Folha de S. Paulo


Peça em tribunal é cancelada, e produção alega censura

O Tribunal de Justiça de São Paulo (TJ-SP), com aval de seu presidente, José Renato Nalini, cancelou nesta semana oito apresentações da peça "Dissecar uma Nevasca" que seriam apresentadas no hall de entrada do Palácio da Justiça, localizado na região da Sé, no centro de São Paulo.

A produção da montagem alega censura a cenas de nudez e a diálogos contendo palavrões.

Segundo André Canto, produtor do espetáculo, a temporada estava prevista para ser realizada entre os dias 7 e 29 de março. O acordo não havia sido firmado por escrito, apenas verbalmente. "Estávamos em diálogo desde outubro do ano passado e, para dar o OK final, nos foi exigida uma proposta de texto com cortes de cenas de nudez e de diálogos contendo palavrões", diz Canto.

O espetáculo tem texto da autora sueca Sara Stridsberg, direção da também sueca Bim de Verdier e já passou por uma temporada no Sesc Belenzinho, entre janeiro e fevereiro. A trama se inspira na vida da rainha sueca Cristina (1626-1689).

Um e-mail trocado entre a produção da peça e o escrevente técnico judiciário Paulo Rovina Capovilla, do TJ-SP, registra questionamentos da produção relativos a pedido de corte.

Lenise Pinheiro/Folhapress
A atriz Nicole Cordery em 'Dissecar uma Nevasca' durante a temporada no Sesc Belenzinho
A atriz Nicole Cordery em 'Dissecar uma Nevasca' durante a temporada no Sesc Belenzinho

"O incômodo está no seio aparente? Quando a personagem passa a tinta sobre os seios, ainda é considerado nudez?", pergunta Canto.

Em sua resposta, Capovilla diz: "[...] Compreendo a insistência quanto à solução das questões que foram apresentadas, mas, como foram levantadas de forma generalizada, eu não tenho como te precisar uma resposta". No e-mail, é sugerida uma reunião com a presidência "para que as dúvidas possam ser dirimidas".

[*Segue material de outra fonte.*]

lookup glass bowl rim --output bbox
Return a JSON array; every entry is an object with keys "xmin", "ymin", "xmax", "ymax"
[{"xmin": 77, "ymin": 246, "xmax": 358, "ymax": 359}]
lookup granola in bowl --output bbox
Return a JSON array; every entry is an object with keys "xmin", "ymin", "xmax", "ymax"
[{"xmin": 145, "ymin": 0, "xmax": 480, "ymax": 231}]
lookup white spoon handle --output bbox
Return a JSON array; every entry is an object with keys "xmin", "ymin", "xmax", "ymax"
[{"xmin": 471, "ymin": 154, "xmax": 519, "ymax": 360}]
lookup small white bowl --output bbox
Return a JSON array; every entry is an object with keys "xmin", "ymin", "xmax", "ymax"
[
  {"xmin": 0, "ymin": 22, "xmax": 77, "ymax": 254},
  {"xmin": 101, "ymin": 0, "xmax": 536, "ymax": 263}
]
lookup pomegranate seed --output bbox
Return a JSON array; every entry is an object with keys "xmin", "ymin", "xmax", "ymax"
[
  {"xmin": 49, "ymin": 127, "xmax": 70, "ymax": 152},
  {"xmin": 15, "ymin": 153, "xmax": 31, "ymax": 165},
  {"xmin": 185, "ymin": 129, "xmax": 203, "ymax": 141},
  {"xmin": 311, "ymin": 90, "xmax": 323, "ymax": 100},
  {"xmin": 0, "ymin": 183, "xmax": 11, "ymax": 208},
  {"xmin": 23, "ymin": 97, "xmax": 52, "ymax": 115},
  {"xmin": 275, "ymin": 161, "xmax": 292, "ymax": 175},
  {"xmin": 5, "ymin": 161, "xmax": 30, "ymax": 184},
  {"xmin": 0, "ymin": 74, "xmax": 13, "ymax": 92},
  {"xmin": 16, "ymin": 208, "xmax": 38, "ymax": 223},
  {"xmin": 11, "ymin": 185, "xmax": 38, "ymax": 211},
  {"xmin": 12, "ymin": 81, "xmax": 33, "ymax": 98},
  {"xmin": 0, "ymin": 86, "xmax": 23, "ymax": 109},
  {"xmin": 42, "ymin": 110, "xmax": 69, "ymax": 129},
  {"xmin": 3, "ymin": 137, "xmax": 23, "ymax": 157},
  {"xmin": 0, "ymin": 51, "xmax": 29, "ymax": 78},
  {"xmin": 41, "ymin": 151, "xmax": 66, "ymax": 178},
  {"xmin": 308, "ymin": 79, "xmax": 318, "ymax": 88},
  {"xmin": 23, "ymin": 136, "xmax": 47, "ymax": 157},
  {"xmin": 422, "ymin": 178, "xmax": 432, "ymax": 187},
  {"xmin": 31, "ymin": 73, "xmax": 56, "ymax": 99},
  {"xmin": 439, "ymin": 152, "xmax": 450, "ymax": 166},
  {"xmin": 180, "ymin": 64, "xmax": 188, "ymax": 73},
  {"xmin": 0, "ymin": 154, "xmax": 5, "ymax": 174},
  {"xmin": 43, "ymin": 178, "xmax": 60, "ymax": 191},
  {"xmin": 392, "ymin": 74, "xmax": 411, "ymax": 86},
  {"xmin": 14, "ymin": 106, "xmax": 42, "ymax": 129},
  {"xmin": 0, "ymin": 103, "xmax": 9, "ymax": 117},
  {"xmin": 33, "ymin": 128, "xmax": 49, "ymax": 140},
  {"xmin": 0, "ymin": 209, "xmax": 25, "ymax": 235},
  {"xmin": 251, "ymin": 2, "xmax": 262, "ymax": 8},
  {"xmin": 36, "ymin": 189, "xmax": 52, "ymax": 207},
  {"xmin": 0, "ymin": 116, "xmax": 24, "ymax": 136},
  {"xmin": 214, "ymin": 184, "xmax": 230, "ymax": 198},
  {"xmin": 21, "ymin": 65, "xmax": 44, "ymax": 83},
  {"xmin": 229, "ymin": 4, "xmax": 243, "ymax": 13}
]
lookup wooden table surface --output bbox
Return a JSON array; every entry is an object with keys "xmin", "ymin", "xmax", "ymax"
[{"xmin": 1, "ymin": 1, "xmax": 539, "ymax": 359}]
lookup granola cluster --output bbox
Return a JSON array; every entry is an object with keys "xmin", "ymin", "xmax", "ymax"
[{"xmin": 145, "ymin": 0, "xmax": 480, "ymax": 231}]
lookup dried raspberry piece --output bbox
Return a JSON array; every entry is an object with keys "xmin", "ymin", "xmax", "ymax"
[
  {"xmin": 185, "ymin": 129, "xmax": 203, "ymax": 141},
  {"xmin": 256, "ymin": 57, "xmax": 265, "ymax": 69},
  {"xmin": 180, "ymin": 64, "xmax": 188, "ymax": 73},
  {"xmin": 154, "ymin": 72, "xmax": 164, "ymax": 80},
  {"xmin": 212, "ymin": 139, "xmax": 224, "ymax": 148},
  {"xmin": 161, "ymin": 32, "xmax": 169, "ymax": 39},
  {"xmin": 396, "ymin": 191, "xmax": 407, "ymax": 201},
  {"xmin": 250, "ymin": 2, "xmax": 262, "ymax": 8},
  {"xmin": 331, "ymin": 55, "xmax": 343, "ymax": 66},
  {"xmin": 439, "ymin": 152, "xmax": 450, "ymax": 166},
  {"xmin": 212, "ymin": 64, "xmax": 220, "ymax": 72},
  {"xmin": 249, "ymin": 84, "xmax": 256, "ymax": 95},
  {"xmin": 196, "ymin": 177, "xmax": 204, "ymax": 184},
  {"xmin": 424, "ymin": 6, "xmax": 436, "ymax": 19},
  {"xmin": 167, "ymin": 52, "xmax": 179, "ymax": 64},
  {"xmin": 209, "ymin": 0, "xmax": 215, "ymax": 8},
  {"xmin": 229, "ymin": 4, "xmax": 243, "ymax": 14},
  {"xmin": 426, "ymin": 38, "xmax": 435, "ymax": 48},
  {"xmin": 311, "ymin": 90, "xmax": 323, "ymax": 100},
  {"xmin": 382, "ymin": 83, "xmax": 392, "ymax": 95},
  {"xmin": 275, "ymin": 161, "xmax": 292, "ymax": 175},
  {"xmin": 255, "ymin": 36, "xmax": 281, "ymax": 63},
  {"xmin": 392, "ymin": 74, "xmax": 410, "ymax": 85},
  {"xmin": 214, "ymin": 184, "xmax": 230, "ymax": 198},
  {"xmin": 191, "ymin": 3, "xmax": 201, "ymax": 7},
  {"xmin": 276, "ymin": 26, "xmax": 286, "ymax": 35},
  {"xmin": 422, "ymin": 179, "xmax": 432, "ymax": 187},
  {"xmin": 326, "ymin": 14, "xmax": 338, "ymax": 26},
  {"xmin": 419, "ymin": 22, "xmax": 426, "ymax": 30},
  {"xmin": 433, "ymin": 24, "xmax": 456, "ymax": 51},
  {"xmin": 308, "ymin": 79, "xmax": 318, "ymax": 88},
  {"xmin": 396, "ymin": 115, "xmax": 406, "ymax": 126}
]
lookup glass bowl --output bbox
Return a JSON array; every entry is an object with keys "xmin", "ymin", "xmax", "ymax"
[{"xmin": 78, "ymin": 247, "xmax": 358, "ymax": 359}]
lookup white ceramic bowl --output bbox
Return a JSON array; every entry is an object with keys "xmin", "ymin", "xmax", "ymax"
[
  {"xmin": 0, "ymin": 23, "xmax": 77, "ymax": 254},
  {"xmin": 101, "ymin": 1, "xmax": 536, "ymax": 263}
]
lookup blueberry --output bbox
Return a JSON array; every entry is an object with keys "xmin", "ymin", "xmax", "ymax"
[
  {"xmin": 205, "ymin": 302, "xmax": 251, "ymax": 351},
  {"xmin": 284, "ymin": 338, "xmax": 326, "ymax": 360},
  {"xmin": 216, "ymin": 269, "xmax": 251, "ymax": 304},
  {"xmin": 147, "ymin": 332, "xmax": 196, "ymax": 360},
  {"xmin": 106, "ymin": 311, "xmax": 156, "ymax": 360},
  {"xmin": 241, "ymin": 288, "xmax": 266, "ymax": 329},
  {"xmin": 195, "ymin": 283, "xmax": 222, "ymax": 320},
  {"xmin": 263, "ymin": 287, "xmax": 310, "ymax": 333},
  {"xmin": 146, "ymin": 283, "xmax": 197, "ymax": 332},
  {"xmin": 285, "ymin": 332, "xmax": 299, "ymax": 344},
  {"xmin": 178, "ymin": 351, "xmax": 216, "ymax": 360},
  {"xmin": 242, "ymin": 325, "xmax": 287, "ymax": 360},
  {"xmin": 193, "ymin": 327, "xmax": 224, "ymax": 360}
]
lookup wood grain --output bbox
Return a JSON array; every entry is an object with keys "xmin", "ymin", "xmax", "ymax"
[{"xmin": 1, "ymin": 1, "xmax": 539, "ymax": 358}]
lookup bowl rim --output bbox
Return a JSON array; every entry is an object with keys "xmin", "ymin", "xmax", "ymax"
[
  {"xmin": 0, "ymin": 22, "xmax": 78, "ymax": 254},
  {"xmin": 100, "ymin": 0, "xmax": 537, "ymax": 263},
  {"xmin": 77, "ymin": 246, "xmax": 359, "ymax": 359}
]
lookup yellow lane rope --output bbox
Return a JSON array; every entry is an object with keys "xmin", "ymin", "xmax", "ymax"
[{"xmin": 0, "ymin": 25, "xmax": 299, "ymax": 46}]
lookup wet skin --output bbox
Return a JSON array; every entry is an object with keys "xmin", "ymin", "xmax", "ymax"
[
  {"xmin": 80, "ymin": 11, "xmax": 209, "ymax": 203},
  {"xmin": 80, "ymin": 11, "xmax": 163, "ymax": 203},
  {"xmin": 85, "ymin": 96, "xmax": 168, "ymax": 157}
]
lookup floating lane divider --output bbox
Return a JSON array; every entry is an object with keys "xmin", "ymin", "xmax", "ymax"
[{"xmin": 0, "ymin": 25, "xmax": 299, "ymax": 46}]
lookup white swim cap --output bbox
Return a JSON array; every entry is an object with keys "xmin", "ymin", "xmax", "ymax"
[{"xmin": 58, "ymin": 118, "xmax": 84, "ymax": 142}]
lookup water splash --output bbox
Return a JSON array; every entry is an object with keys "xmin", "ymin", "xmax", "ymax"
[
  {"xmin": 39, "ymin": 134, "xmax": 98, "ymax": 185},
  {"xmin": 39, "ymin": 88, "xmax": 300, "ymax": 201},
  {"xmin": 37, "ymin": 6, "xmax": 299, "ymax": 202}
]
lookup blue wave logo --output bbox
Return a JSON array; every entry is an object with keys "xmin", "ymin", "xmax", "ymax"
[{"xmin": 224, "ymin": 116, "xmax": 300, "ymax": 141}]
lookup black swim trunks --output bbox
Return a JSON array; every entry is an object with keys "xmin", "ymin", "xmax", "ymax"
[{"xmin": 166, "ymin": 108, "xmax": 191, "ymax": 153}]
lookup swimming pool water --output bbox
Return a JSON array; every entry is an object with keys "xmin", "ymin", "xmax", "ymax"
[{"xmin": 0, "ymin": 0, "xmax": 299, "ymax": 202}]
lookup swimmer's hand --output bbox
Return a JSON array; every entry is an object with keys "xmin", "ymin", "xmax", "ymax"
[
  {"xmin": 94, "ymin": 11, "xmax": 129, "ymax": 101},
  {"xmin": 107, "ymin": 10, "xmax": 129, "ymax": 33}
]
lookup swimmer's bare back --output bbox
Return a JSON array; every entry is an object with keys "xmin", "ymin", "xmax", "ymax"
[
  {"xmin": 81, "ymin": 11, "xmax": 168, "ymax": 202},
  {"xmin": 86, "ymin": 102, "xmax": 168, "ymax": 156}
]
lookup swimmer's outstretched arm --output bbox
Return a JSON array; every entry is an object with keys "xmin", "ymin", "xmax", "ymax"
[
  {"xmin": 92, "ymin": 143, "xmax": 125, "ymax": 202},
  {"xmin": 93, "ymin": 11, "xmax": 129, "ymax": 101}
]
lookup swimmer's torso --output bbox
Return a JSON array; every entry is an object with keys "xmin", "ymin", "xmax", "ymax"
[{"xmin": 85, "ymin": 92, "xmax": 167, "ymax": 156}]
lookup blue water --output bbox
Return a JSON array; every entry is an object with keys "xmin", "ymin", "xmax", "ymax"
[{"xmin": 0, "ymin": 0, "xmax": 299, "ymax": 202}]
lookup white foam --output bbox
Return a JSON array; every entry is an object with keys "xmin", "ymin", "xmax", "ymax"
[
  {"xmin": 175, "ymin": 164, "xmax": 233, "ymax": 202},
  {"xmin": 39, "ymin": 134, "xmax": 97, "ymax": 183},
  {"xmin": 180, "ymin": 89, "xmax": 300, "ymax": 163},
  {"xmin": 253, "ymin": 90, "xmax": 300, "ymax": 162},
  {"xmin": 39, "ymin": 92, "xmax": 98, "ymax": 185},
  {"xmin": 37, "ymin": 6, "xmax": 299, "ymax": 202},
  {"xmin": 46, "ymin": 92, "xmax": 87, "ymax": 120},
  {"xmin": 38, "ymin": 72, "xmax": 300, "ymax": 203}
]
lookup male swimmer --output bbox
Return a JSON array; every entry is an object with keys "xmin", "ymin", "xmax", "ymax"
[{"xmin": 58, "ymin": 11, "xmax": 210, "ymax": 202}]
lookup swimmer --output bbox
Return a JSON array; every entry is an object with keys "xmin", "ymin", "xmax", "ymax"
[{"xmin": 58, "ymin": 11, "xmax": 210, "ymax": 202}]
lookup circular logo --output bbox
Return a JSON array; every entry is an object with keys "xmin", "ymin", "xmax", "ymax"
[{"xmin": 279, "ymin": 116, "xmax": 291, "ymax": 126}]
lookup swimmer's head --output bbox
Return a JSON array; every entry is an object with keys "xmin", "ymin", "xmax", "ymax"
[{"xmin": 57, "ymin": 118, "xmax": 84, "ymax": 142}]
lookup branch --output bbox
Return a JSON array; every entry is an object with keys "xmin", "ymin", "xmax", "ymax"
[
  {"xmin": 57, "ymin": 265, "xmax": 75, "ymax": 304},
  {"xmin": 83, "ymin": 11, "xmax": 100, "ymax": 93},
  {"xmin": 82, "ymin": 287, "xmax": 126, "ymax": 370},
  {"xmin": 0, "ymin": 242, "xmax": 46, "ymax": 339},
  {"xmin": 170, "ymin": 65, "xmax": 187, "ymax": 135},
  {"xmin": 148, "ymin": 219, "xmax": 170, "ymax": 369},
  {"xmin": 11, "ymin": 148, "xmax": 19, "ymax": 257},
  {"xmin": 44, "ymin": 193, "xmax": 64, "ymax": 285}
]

"Quando, poucos dias antes da reestreia prevista, recebemos a notícia de que a temporada tinha como condição cortes de palavras específicas do texto e extração ou mudanças, ficamos chocados", diz a diretora do espetáculo.

"As modificações neste caso perturbariam o significado da obra, sua dramaturgia, e seriam um total desrespeito com sua autora", continua.

"Um espetáculo pode ser modificado depois da estreia, mas essas modificações são feitas pelos artistas com critérios artísticos, jamais podem ser feitas sob pressão de outros."

Em ofício à diretora, Nalini dá outra explicação à recusa, alegando que os horários de apresentação e a duração da peça eram incompatíveis com o espaço. No texto, diz que eventos apresentados pelo Projeto Arte e Cultura no TJSP "são de menor envergadura e acontecem sempre no horário do almoço ou no final da tarde de um dia de labor, normalmente com duração máxima de 60 minutos."

A assessoria de imprensa do tribunal diz que Nalini não solicitou cortes na peça em razão de cenas de nudez.

"Se a solicitação foi feita, o foi por pessoas encarregadas de trazer os espetáculos para o projeto Arte e Cultura no TJ, que, inadvertidamente, podem ter imaginado que o espetáculo, mais curto e sem cenas de nudez, tivesse condições de ser apresentado em dias de semana, tal qual tem acontecido em todas as apresentações do Arte e Cultura no TJ."